Trial and Error Drawing
This is the third of six resources in the series: 'Drawing for Science, Invention & Discovery Even If You Can’t Draw' by Paul Carney, educational consultant and author. The projects enable teachers of both art and science to approach drawing from a new perspective. You can see all of the resources here.
Introduction: Mistakes aren’t an unwanted outcome of the creative process, they are integral; a vital part of making. In this session we learn how to develop our working memory so that we might understand the creative process of action, mistakes and action better.
Notes for Teachers
- To enhance and improve our working memory.
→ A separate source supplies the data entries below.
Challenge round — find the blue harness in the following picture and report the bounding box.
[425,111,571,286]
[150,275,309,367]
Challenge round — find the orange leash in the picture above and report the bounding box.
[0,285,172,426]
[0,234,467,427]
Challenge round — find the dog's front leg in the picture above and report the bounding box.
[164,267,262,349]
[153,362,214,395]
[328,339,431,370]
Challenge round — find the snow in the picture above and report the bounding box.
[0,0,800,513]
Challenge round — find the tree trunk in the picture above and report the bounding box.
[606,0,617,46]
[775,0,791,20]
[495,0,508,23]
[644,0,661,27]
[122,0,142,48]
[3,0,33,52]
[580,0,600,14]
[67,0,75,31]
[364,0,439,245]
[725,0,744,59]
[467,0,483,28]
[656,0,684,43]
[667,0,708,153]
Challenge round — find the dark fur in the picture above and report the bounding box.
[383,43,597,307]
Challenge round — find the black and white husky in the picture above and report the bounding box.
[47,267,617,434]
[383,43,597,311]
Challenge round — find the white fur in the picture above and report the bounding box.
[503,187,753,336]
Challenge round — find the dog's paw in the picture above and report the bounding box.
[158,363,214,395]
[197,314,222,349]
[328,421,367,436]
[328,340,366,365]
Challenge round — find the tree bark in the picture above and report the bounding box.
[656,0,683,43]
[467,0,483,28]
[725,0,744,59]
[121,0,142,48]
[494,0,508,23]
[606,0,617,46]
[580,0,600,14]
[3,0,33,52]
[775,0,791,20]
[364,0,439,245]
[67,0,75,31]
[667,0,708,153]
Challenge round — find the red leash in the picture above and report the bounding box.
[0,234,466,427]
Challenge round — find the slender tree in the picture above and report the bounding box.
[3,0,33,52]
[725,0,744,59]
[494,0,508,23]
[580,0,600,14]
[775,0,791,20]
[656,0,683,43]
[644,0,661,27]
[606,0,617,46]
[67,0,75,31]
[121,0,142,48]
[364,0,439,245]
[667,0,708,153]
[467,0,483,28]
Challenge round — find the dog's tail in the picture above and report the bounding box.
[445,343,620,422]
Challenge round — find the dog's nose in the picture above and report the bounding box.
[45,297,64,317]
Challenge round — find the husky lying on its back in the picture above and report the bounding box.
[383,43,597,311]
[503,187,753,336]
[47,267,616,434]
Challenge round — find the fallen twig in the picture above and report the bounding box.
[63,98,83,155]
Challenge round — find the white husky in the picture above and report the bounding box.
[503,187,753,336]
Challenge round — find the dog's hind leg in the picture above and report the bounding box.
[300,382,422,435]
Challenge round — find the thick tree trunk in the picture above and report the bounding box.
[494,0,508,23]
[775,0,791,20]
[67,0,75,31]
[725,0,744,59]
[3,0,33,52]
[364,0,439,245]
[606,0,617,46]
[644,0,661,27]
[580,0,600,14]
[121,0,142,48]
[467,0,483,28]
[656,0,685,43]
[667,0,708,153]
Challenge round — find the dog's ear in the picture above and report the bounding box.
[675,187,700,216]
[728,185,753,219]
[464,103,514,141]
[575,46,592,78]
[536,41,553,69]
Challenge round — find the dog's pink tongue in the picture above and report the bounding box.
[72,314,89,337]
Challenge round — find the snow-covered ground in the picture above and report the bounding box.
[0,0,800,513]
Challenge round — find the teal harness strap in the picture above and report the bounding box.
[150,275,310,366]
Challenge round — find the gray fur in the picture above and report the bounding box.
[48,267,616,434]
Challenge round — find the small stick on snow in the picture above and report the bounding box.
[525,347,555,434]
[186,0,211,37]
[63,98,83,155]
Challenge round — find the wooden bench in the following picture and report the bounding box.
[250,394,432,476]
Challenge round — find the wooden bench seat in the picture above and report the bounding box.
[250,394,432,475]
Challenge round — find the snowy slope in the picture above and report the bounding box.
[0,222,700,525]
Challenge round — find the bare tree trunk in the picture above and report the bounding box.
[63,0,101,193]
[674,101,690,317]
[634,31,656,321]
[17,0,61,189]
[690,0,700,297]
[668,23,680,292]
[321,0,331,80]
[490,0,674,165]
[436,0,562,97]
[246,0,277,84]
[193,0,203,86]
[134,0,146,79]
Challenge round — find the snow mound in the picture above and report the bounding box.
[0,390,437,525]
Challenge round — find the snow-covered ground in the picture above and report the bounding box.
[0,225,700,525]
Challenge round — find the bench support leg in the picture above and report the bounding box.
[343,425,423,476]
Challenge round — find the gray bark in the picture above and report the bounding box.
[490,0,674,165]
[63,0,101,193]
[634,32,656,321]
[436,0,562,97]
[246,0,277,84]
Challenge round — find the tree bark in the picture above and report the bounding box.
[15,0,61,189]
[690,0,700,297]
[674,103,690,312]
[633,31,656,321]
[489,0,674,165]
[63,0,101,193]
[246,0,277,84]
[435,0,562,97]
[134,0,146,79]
- To learn how to embrace mistake making as part of the creative process of drawing.
Suitable for 7-16 years.
The activity takes approximately one hour.
National Curriculum Targets: Art & Design
Key Stage 2 and 3: Pupils should be taught to record their observations and use them to review and revisit ideas and to improve their mastery of art and design techniques, including drawing.
National Curriculum Targets: Science
To develop an understanding of the nature, processes and methods of science through different types of science enquiries that help them to answer scientific questions about the world around them.
Key Stage 2: They should begin to recognise that scientific ideas change and develop over time.
Key Stage 3: Pupils should understand that science is about working objectively, modifying explanations to take account of new evidence and ideas and subjecting results to peer review.
KS3 Scientific attitudes: Understand that scientific methods and theories develop as earlier explanations are modified to take account of new evidence and ideas.
KS3 Experimental skills and investigations: Make and record observations and measurements using a range of methods for different investigations; and evaluate the reliability of methods and suggest possible improvements.
Key Stage 4: Experimental skills and strategies: Making and recording observations and measurements using a range of apparatus and methods. Evaluating methods and suggesting possible improvements and further investigations.
Working scientifically might be embedded by substituting the subject matter of the exercise for something within the content of biology, chemistry and physics, such as cell structure, anatomical features or chemical bonds.
Things You'll Need
A4 paper, pencils, subject sources.
Extending The Lesson
Making the source image more complex should result in an increase in challenge.
Supporting The Lesson
Simplifying the source image will make the exercise easier.
Look for accuracy of information recorded and remembered, rather than the skill of execution.
Henry Moore used this technique to draw, especially his air raid shelter drawings.
You might also look at the scientific drawings of Santiago Ramon y Cajal and use these as the subject matter for the exercise.
How might we adapt this exercise in other subject areas to help us remember key visual information?